Shelley—Rarely, Rarely, Comest Thou.

Solitude is the best nurse of wisdom.
Sterne—Letters. No. 82.

A wise man is never less alone than when he is alone.
Swift—Essay on the Faculties of the Mind.

Alone each heart must cover up its dead;
Alone, through bitter toil, achieve its rest.
Bayard Taylor—The Poet’s Journal. First Evening. Conclusion.

’Tis not for golden eloquence I pray,
A godlike tongue to move a stony heart—
Methinks it were full well to be apart
In solitary uplands far away,
Betwixt the blossoms of a rosy spray,
Dreaming upon the wonderful sweet face
Of Nature, in a wild and pathless place.
Frederick Tennyson—Sonnet. From A Treasury Of English Sonnets.
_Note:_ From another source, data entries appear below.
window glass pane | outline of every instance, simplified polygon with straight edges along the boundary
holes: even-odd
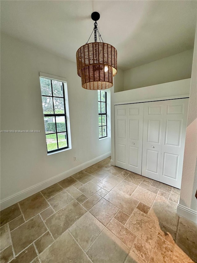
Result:
[[[105,92],[103,91],[103,90],[101,91],[101,101],[105,101]]]
[[[101,115],[98,115],[98,126],[101,126],[102,125],[102,124],[101,123]]]
[[[98,91],[98,100],[101,100],[101,91],[100,90]]]
[[[104,137],[105,136],[107,136],[107,134],[106,133],[107,129],[106,128],[106,126],[103,126],[103,137]]]
[[[102,127],[99,127],[98,129],[99,129],[99,138],[101,138],[102,137]]]
[[[55,114],[64,114],[64,99],[62,98],[54,98],[53,102],[54,104]]]
[[[56,117],[57,132],[66,131],[65,117],[64,116]]]
[[[98,113],[101,113],[101,103],[98,102]]]
[[[58,149],[56,134],[48,134],[46,135],[47,150],[48,152]]]
[[[67,145],[66,133],[61,132],[60,133],[58,133],[58,139],[59,149],[67,147],[68,145]]]
[[[46,95],[47,96],[52,96],[51,85],[50,80],[48,79],[43,79],[40,78],[40,86],[41,86],[41,92],[42,95]]]
[[[101,102],[101,113],[105,113],[105,103]]]
[[[63,97],[62,82],[57,80],[52,80],[52,87],[54,96]]]
[[[42,108],[44,114],[53,114],[53,100],[51,97],[45,97],[42,96]]]
[[[44,126],[45,133],[52,133],[56,132],[54,117],[44,117]]]
[[[106,125],[106,115],[102,115],[102,125],[103,126],[103,125]]]

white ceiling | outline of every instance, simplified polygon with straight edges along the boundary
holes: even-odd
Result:
[[[126,69],[193,48],[196,1],[1,1],[1,30],[75,61],[101,17],[104,42]],[[92,35],[90,42],[94,42]],[[90,41],[89,41],[90,42]]]

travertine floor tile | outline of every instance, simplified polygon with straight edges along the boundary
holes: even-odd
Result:
[[[86,212],[74,200],[46,220],[46,223],[56,239]]]
[[[94,166],[90,166],[89,167],[88,167],[88,168],[86,168],[86,169],[84,169],[84,170],[83,170],[83,171],[84,171],[84,172],[86,172],[86,173],[87,173],[88,174],[89,174],[90,175],[92,175],[92,174],[94,174],[94,173],[95,173],[95,172],[96,172],[97,171],[98,171],[98,169],[97,168],[96,168],[95,167],[94,167]]]
[[[102,196],[102,197],[103,197],[105,195],[106,195],[108,193],[108,192],[107,191],[106,191],[106,190],[105,190],[104,189],[103,189],[103,188],[101,188],[100,190],[97,191],[96,193],[98,195],[100,195],[101,196]]]
[[[150,207],[148,206],[147,205],[142,203],[140,203],[138,204],[137,207],[137,209],[141,212],[143,212],[144,214],[147,214],[150,208]]]
[[[64,191],[48,199],[48,201],[55,211],[57,211],[74,199],[70,195]]]
[[[152,179],[151,179],[150,178],[144,178],[143,179],[142,182],[143,183],[144,183],[146,184],[149,184],[149,185],[150,185],[152,183],[153,181],[153,180]]]
[[[158,236],[150,262],[155,263],[160,262],[171,263],[172,261],[174,248],[174,246],[171,244]]]
[[[73,225],[69,231],[86,251],[104,227],[103,225],[88,212]]]
[[[197,262],[197,225],[180,216],[176,244],[193,260]]]
[[[151,186],[153,186],[154,187],[159,189],[160,190],[162,190],[162,191],[164,191],[164,192],[167,192],[167,193],[169,193],[171,192],[172,188],[172,187],[169,185],[163,183],[160,183],[160,182],[154,180],[153,180],[151,184]]]
[[[159,189],[157,189],[157,188],[153,187],[153,186],[151,186],[151,185],[143,183],[143,181],[140,183],[139,186],[142,188],[144,188],[144,189],[148,190],[150,192],[152,192],[153,193],[156,194],[157,194],[159,191]]]
[[[2,251],[11,245],[7,225],[5,225],[0,228],[0,251]]]
[[[86,183],[94,178],[93,176],[83,171],[79,172],[73,175],[72,177],[83,184]]]
[[[104,198],[129,215],[133,212],[139,203],[131,196],[123,195],[114,189],[105,195]]]
[[[160,224],[158,231],[158,235],[172,245],[175,245],[176,232],[167,227]]]
[[[16,203],[1,211],[1,226],[13,220],[21,214],[18,203]]]
[[[177,208],[177,204],[175,203],[158,195],[148,214],[154,218],[158,224],[176,232],[179,219]]]
[[[90,263],[90,261],[66,231],[39,256],[42,263]]]
[[[123,196],[127,195],[130,196],[137,187],[136,185],[123,180],[114,187],[114,190],[118,191]]]
[[[58,184],[56,183],[42,190],[41,192],[46,199],[48,199],[62,191],[63,189]]]
[[[156,195],[154,193],[139,187],[138,187],[131,195],[133,198],[150,207],[152,204],[156,196]]]
[[[97,184],[109,191],[121,181],[121,178],[112,175],[110,175],[98,183]]]
[[[124,180],[134,184],[139,185],[140,183],[142,182],[143,179],[143,178],[140,175],[131,173],[126,177]]]
[[[34,242],[37,250],[40,253],[53,242],[54,239],[48,231]]]
[[[150,245],[147,244],[141,238],[137,237],[135,240],[131,249],[145,262],[148,262],[152,250]]]
[[[110,160],[21,201],[26,222],[18,204],[1,211],[1,263],[197,262],[197,225],[176,213],[180,190]]]
[[[180,194],[177,194],[176,193],[172,191],[169,198],[169,200],[178,203],[179,200],[179,195]]]
[[[107,227],[119,239],[131,248],[136,236],[115,218],[112,218]]]
[[[101,199],[101,197],[96,193],[82,204],[82,205],[89,210]]]
[[[12,263],[30,263],[37,257],[37,254],[33,245],[31,245],[24,251],[12,260]]]
[[[94,263],[123,263],[129,250],[123,243],[106,228],[87,253]]]
[[[96,178],[98,178],[100,180],[101,180],[104,178],[107,177],[110,175],[110,174],[107,173],[102,170],[98,170],[95,173],[94,173],[92,174],[93,176],[94,176]]]
[[[117,175],[118,175],[124,171],[124,169],[123,169],[122,168],[120,168],[119,167],[117,167],[117,166],[112,166],[110,169],[111,174],[112,174],[114,172],[115,172],[117,173]]]
[[[19,253],[47,231],[38,215],[12,231],[11,235],[16,254]]]
[[[90,212],[106,226],[118,211],[117,207],[102,199],[90,209]]]
[[[145,261],[131,250],[124,263],[144,263]]]
[[[120,210],[114,217],[117,220],[124,225],[129,219],[129,216]]]
[[[7,263],[13,257],[12,246],[10,246],[0,253],[0,262],[1,263]]]
[[[151,246],[155,243],[157,227],[155,220],[136,209],[126,226]]]
[[[43,220],[45,220],[48,217],[50,216],[54,213],[54,212],[51,207],[49,207],[46,208],[46,210],[41,213],[40,215],[42,217],[42,219]]]
[[[162,190],[159,190],[158,192],[158,194],[160,196],[162,196],[162,197],[164,197],[166,199],[168,199],[170,196],[170,194],[169,193],[167,193],[166,192],[164,192]]]
[[[94,177],[93,179],[91,180],[91,181],[92,182],[92,183],[98,183],[100,181],[100,180],[98,178],[97,178],[96,177]]]
[[[82,194],[82,195],[77,197],[76,199],[79,203],[82,203],[87,199],[87,197],[83,194]]]
[[[10,231],[12,231],[24,222],[25,220],[22,216],[20,216],[9,223],[9,227]]]
[[[37,193],[19,202],[26,220],[45,210],[49,205],[40,193]]]
[[[32,261],[32,263],[41,263],[41,261],[40,260],[39,257],[37,257],[34,258]]]
[[[66,191],[74,198],[79,196],[82,193],[81,192],[72,186],[66,188]]]
[[[59,182],[58,184],[64,189],[66,189],[68,187],[71,186],[72,185],[75,185],[77,183],[76,180],[72,177],[68,177],[68,178],[62,180],[60,182]]]
[[[90,197],[100,189],[101,187],[96,184],[89,182],[79,188],[79,190],[87,197]]]
[[[76,188],[77,189],[78,189],[80,187],[81,187],[81,186],[82,186],[83,185],[83,183],[82,183],[80,182],[77,181],[77,183],[73,185],[73,186],[75,187],[75,188]]]

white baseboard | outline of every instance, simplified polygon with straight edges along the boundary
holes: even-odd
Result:
[[[197,223],[197,211],[179,204],[177,212],[180,216],[193,221],[195,223]]]
[[[45,188],[49,187],[63,179],[71,176],[76,173],[81,171],[82,170],[83,170],[89,166],[93,165],[97,162],[100,162],[111,156],[111,152],[103,154],[99,157],[84,162],[76,167],[66,171],[60,175],[43,181],[23,191],[17,193],[15,195],[9,196],[1,201],[0,203],[1,210],[5,209],[10,205],[16,203],[34,194],[36,194],[38,192],[43,190],[43,189],[45,189]]]

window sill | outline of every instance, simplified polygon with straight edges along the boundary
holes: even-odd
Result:
[[[104,137],[103,138],[100,138],[99,140],[101,141],[102,140],[104,140],[105,139],[107,139],[108,138],[111,138],[109,136],[107,136],[106,137]]]
[[[47,155],[50,155],[51,154],[57,154],[58,153],[61,153],[61,152],[64,152],[64,151],[67,151],[68,150],[70,150],[71,149],[72,149],[72,148],[71,147],[68,147],[68,148],[66,148],[66,149],[63,149],[63,150],[60,150],[59,151],[56,151],[56,152],[53,152],[52,153],[47,153]]]

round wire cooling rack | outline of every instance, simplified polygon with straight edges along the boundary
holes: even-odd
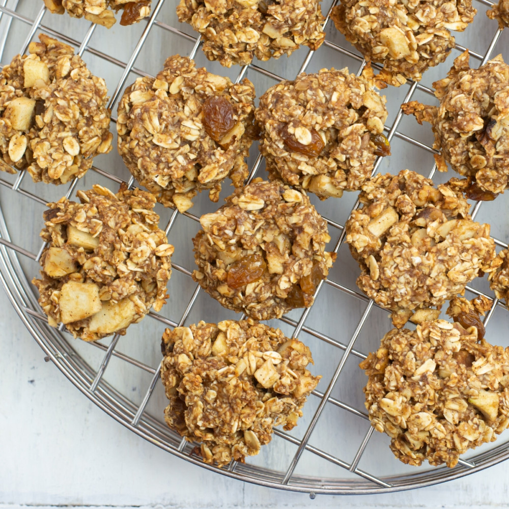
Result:
[[[389,110],[385,130],[392,155],[379,158],[375,172],[393,173],[409,167],[435,180],[442,178],[435,174],[431,129],[404,117],[400,106],[413,99],[433,102],[431,83],[445,75],[453,59],[467,47],[472,67],[500,52],[509,60],[509,31],[502,33],[485,15],[491,2],[476,2],[479,12],[474,22],[463,34],[455,34],[457,46],[446,63],[428,70],[420,83],[384,91]],[[324,14],[334,3],[335,0],[324,0]],[[304,71],[348,66],[351,72],[360,73],[364,65],[327,15],[326,41],[316,52],[304,47],[288,59],[221,68],[205,59],[199,50],[199,37],[178,23],[175,8],[170,0],[154,0],[150,18],[130,27],[116,25],[108,31],[84,20],[51,15],[42,2],[0,0],[0,62],[5,65],[15,54],[26,52],[39,32],[56,36],[74,46],[92,72],[105,78],[114,112],[126,86],[139,76],[154,75],[165,59],[177,52],[232,79],[248,77],[259,96],[276,81],[292,79]],[[112,122],[115,120],[114,115]],[[63,194],[70,197],[76,189],[89,188],[93,183],[111,189],[123,181],[134,185],[114,152],[97,158],[85,177],[64,186],[34,184],[24,172],[0,176],[0,280],[23,323],[45,353],[45,359],[52,361],[109,415],[159,447],[209,470],[264,486],[312,494],[382,493],[422,487],[476,472],[509,457],[509,435],[503,435],[494,443],[465,455],[453,469],[409,467],[394,459],[388,438],[375,433],[371,427],[363,406],[365,377],[357,364],[378,348],[390,325],[387,313],[361,294],[355,284],[358,269],[343,242],[344,222],[357,205],[357,193],[352,193],[322,203],[312,197],[318,211],[327,218],[337,260],[328,279],[317,289],[312,308],[295,310],[270,324],[306,343],[315,361],[314,373],[323,375],[304,407],[304,415],[292,432],[274,430],[270,444],[258,456],[247,458],[245,464],[232,462],[220,469],[203,464],[193,455],[193,444],[164,423],[166,400],[159,381],[159,342],[165,326],[235,316],[205,294],[190,277],[193,266],[190,239],[199,229],[200,215],[217,206],[205,196],[198,197],[194,208],[184,214],[158,206],[160,224],[165,224],[169,241],[176,247],[168,285],[170,299],[160,313],[149,314],[121,339],[116,335],[112,339],[86,343],[74,340],[63,327],[49,327],[30,283],[38,273],[38,261],[44,247],[38,234],[46,203]],[[253,146],[250,178],[264,174],[263,159],[257,153]],[[228,193],[225,189],[222,195]],[[501,219],[507,216],[504,199],[499,197],[482,208],[479,202],[473,211],[478,220],[492,220],[492,233],[499,247],[507,245],[499,239],[509,235],[509,225]],[[467,293],[493,299],[485,321],[487,335],[502,341],[507,311],[494,298],[486,279],[473,282]]]

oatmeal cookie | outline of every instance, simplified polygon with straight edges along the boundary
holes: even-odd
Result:
[[[119,152],[139,183],[181,212],[199,191],[217,202],[221,184],[248,175],[254,88],[171,56],[155,79],[138,78],[119,103]]]
[[[399,87],[444,62],[455,45],[450,31],[463,32],[476,12],[471,0],[341,0],[331,17],[366,60],[383,66],[380,81]]]
[[[304,44],[318,49],[325,35],[320,0],[180,0],[179,19],[202,34],[209,60],[250,64],[289,55]]]
[[[509,249],[502,249],[497,255],[500,266],[488,275],[490,287],[497,299],[505,301],[509,308]]]
[[[356,77],[322,69],[270,88],[254,112],[260,150],[271,179],[324,200],[357,190],[377,155],[388,155],[383,135],[385,98],[374,90],[368,66]]]
[[[451,307],[478,322],[486,304],[455,299]],[[509,348],[490,345],[461,319],[393,329],[359,365],[369,377],[372,426],[391,437],[405,463],[453,467],[460,454],[492,442],[509,425]]]
[[[173,246],[157,226],[155,199],[146,191],[114,194],[99,185],[48,204],[41,236],[42,278],[32,282],[50,325],[62,322],[75,337],[123,335],[151,306],[166,302]]]
[[[509,181],[509,65],[499,55],[470,69],[465,51],[433,87],[439,106],[412,101],[402,108],[431,124],[438,169],[447,171],[448,163],[483,190],[503,192]]]
[[[39,38],[0,74],[0,170],[65,184],[111,150],[108,91],[71,46]]]
[[[498,266],[490,226],[474,222],[465,182],[433,181],[408,169],[362,186],[345,224],[361,273],[359,288],[402,327],[419,308],[440,306],[479,272]]]
[[[122,11],[121,25],[137,23],[150,14],[151,0],[43,0],[53,14],[66,11],[73,18],[82,18],[111,28],[117,21],[113,10]]]
[[[219,467],[258,454],[274,427],[291,430],[322,378],[306,369],[307,347],[250,319],[166,329],[162,349],[166,422]]]
[[[498,3],[486,12],[490,19],[496,19],[501,30],[509,26],[509,0],[499,0]]]
[[[200,218],[193,278],[225,307],[256,320],[309,307],[335,254],[304,192],[255,179]]]

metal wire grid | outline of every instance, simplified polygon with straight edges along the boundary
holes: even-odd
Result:
[[[37,15],[32,19],[17,11],[18,0],[0,0],[0,29],[2,28],[2,23],[4,23],[4,28],[3,34],[0,30],[0,45],[1,45],[0,55],[2,53],[6,38],[8,37],[9,26],[11,21],[13,19],[21,21],[30,27],[25,40],[19,50],[19,52],[22,54],[26,52],[30,42],[36,33],[39,31],[58,37],[61,40],[77,47],[78,48],[77,52],[78,54],[82,54],[86,50],[88,52],[102,59],[108,65],[118,66],[123,70],[116,88],[111,94],[109,105],[111,106],[120,96],[126,86],[126,80],[130,73],[133,72],[139,76],[150,75],[143,70],[135,67],[134,63],[153,26],[158,26],[165,31],[173,33],[180,38],[183,38],[192,42],[193,46],[189,55],[191,58],[194,57],[200,45],[199,37],[190,36],[177,28],[158,20],[158,15],[164,2],[164,0],[159,0],[153,2],[152,15],[146,22],[146,22],[146,26],[130,57],[127,62],[124,62],[88,45],[92,34],[97,29],[96,25],[91,24],[84,37],[81,40],[75,40],[64,36],[49,26],[42,24],[41,21],[45,12],[45,8],[43,5],[37,13]],[[333,5],[335,3],[335,2],[333,3]],[[485,6],[491,6],[492,5],[488,0],[480,0],[480,3]],[[329,13],[326,17],[325,24],[329,22]],[[479,13],[477,15],[482,14]],[[500,30],[495,32],[489,47],[484,54],[477,53],[474,51],[469,51],[471,56],[479,61],[479,65],[484,63],[489,59],[498,40],[500,33]],[[329,40],[326,40],[324,45],[358,62],[359,67],[358,74],[360,74],[365,62],[361,57],[350,50],[351,48],[349,45],[347,47],[343,48]],[[457,49],[463,50],[465,48],[458,45]],[[306,69],[311,61],[314,52],[312,51],[307,52],[300,67],[297,69],[296,75]],[[11,56],[12,55],[8,55],[8,58],[6,57],[6,61],[3,63],[7,63]],[[237,78],[237,81],[243,79],[246,75],[248,69],[250,71],[265,75],[275,81],[279,81],[282,79],[280,76],[270,71],[255,64],[251,64],[241,68]],[[429,88],[423,84],[414,82],[412,83],[402,102],[410,100],[417,90],[424,92],[432,96],[433,95],[432,91]],[[258,91],[259,95],[260,93],[260,91]],[[390,140],[393,137],[399,138],[421,149],[431,153],[435,153],[436,151],[428,145],[398,130],[402,116],[402,113],[400,110],[392,124],[385,126],[385,131],[389,140]],[[112,122],[114,122],[116,120],[114,118],[112,118]],[[381,159],[379,158],[374,171],[374,174],[377,171],[380,161]],[[249,177],[250,180],[252,179],[259,171],[261,162],[262,158],[259,156],[251,167]],[[436,169],[436,166],[434,166],[429,175],[430,178],[434,174]],[[122,182],[121,179],[99,167],[94,166],[91,171],[95,172],[97,174],[105,177],[113,183],[118,184]],[[22,184],[23,179],[26,178],[25,175],[26,172],[19,173],[14,183],[9,182],[4,178],[0,178],[0,184],[8,189],[10,191],[17,193],[20,199],[33,200],[44,205],[45,200],[34,193],[23,188]],[[131,186],[135,185],[132,178],[128,183]],[[75,180],[68,186],[66,193],[67,197],[69,197],[73,193],[77,184],[77,181]],[[358,203],[356,202],[354,207],[357,207],[358,204]],[[480,202],[479,202],[474,208],[473,215],[475,216],[477,214],[480,206]],[[179,213],[175,210],[171,214],[165,229],[167,235],[169,234],[172,230]],[[184,215],[195,221],[197,222],[199,220],[199,218],[196,215],[189,212],[185,212]],[[337,252],[344,240],[344,226],[332,219],[327,218],[327,221],[329,231],[335,230],[338,234],[333,249],[335,252]],[[331,237],[333,238],[333,236],[331,235]],[[507,245],[501,240],[497,239],[494,240],[499,246],[502,247],[507,246]],[[187,461],[200,465],[209,470],[220,472],[223,474],[242,480],[249,481],[267,487],[307,492],[310,494],[312,497],[313,497],[314,493],[352,494],[395,491],[421,487],[475,472],[505,459],[509,456],[509,443],[502,443],[499,440],[496,446],[476,456],[472,456],[468,461],[461,460],[459,465],[453,469],[448,469],[445,467],[431,470],[420,468],[415,469],[410,474],[380,476],[370,473],[359,467],[359,462],[367,450],[370,438],[373,434],[373,429],[371,427],[369,428],[369,431],[359,445],[353,460],[349,462],[342,460],[326,450],[312,445],[309,442],[309,438],[316,429],[317,424],[327,405],[333,405],[357,417],[367,419],[367,416],[365,412],[359,411],[354,406],[333,397],[332,394],[336,381],[350,356],[357,357],[358,360],[356,362],[358,361],[358,359],[365,358],[365,355],[355,349],[354,346],[370,313],[372,312],[374,307],[376,307],[376,306],[373,301],[367,299],[358,291],[352,290],[331,278],[321,282],[317,289],[317,296],[323,285],[328,285],[335,290],[342,292],[349,297],[353,297],[360,300],[365,304],[360,319],[348,343],[343,343],[335,337],[306,326],[305,322],[310,312],[310,308],[304,310],[298,319],[296,320],[288,317],[284,317],[280,319],[282,323],[293,328],[294,336],[297,337],[301,332],[304,332],[332,345],[343,352],[343,355],[326,389],[323,391],[319,390],[313,391],[314,397],[318,398],[319,402],[302,437],[298,438],[279,430],[274,431],[276,436],[296,447],[296,451],[292,458],[289,465],[286,470],[277,471],[250,465],[248,463],[243,464],[233,462],[227,468],[220,470],[214,467],[205,465],[201,462],[200,459],[191,454],[191,445],[169,430],[162,420],[154,418],[146,411],[147,403],[158,383],[159,377],[158,364],[155,366],[149,365],[136,358],[123,353],[120,349],[117,348],[120,336],[116,335],[108,345],[104,345],[100,343],[89,344],[91,348],[95,347],[104,351],[104,355],[99,369],[96,370],[93,370],[75,351],[73,348],[73,341],[70,338],[70,335],[66,333],[63,326],[57,331],[48,326],[47,319],[45,316],[40,312],[37,299],[34,295],[33,290],[28,282],[28,276],[23,271],[18,259],[18,255],[20,254],[32,260],[38,261],[43,247],[44,245],[41,245],[37,252],[32,252],[11,242],[8,225],[3,214],[0,213],[0,269],[2,269],[0,271],[0,280],[6,289],[8,296],[21,319],[46,353],[45,360],[52,360],[83,393],[124,426],[153,443]],[[189,278],[189,280],[191,280],[190,277],[192,269],[190,270],[183,265],[175,263],[173,263],[172,265],[174,270],[184,274]],[[171,286],[170,289],[171,290]],[[484,294],[483,292],[473,288],[469,287],[468,290],[474,294]],[[182,325],[186,322],[201,292],[200,287],[196,286],[192,297],[186,306],[185,309],[178,320],[172,320],[153,312],[149,314],[150,319],[146,319],[156,320],[162,322],[165,325],[171,327]],[[495,299],[491,310],[487,315],[485,320],[485,324],[487,325],[495,308],[497,306],[505,308]],[[152,376],[151,382],[149,384],[140,404],[133,404],[124,393],[116,390],[105,381],[103,376],[107,369],[110,360],[113,357],[123,362],[128,363],[136,369],[143,370]],[[319,369],[317,371],[319,371]],[[161,409],[161,413],[162,410]],[[351,476],[345,478],[331,478],[322,475],[316,476],[298,475],[295,473],[296,467],[303,453],[305,451],[326,460],[331,465],[339,466],[348,470],[349,472],[356,475],[353,477]]]

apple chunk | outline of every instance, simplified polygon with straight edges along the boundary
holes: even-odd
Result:
[[[67,225],[67,243],[92,250],[99,245],[99,237],[93,237],[70,224]]]
[[[49,83],[49,69],[40,60],[27,59],[23,64],[23,73],[25,75],[23,85],[25,89],[40,88]]]
[[[95,315],[101,309],[99,287],[94,283],[69,281],[60,291],[60,315],[64,323],[76,322]]]
[[[62,277],[77,269],[72,257],[61,247],[50,247],[44,259],[44,272],[50,277]]]
[[[116,303],[107,301],[103,303],[101,310],[90,319],[89,329],[91,332],[111,334],[127,327],[135,315],[136,307],[128,298]]]
[[[13,129],[28,131],[35,112],[35,99],[16,97],[7,103],[4,112],[4,118],[9,120]]]

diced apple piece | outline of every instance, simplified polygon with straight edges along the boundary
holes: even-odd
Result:
[[[62,0],[44,0],[44,5],[54,14],[63,14],[65,12],[62,6]]]
[[[111,334],[127,327],[135,315],[136,306],[129,299],[123,299],[116,304],[108,300],[90,319],[89,328],[91,332]]]
[[[398,222],[400,216],[392,207],[388,207],[367,225],[367,229],[375,237],[380,237],[393,224]]]
[[[469,398],[468,403],[473,405],[489,420],[495,420],[498,414],[498,394],[488,390],[479,391],[477,398]]]
[[[93,250],[99,245],[99,237],[93,237],[70,224],[67,225],[67,243]]]
[[[76,262],[65,249],[61,247],[50,247],[44,260],[44,272],[50,277],[62,277],[75,272]]]
[[[23,72],[25,75],[23,85],[25,89],[34,85],[37,86],[36,88],[40,88],[49,83],[49,69],[46,64],[40,60],[26,59],[23,64]]]
[[[12,128],[18,131],[28,131],[35,112],[35,99],[30,97],[16,97],[10,101],[5,107],[4,118],[8,119]]]
[[[64,323],[70,323],[95,315],[101,309],[99,287],[94,283],[69,281],[60,291],[60,315]]]

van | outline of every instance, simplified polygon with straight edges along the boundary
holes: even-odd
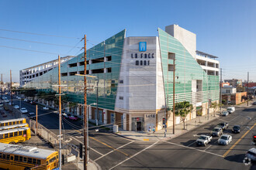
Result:
[[[227,110],[230,113],[230,114],[233,114],[235,112],[236,109],[234,107],[229,107],[227,108]]]

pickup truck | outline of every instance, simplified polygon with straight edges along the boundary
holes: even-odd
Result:
[[[206,146],[213,139],[212,136],[207,136],[202,134],[199,138],[196,140],[196,145],[199,146]]]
Edited by David M. Main.

I never found the companion that was so companionable as solitude.
Thoreau—Solitude.

I could live in the woods with thee in sight,
Where never should human foot intrude:
Or with thee find light in the darkest night,
And a social crowd in solitude.
Tibullus—Elegies. Elegy I.

Impulses of deeper birth
Have come to him in solitude.
Wordsworth—A Poet’s Epitaph.

They flash upon that inward eye
Which is the bliss of solitude.
Wordsworth—I Wandered Lonely. Lines in the poem written by Mrs. Wordsworth.

Often have I sighed to measure
By myself a lonely pleasure,—
Sighed to think I read a book,
Only read, perhaps, by me.
Wordsworth—To the Small Celandine.

O sacred solitude! divine retreat!
Choice of the prudent! envy of the great,
By thy pure stream, or in thy waving shade,
We court fair wisdom, that celestial maid.
Young—Love of Fame. Satire V. L. 254.

O! lost to virtue, lost to manly thought,
Lost to the noble sallies of the soul!
Who think it solitude to be alone.
Young—Night Thoughts. Night III. L. 6.

This sacred shade and solitude, what is it?
’Tis the felt presence of the Deity,
Few are the faults we flatter when alone.
Young—Night Thoughts. Night V. L. 172.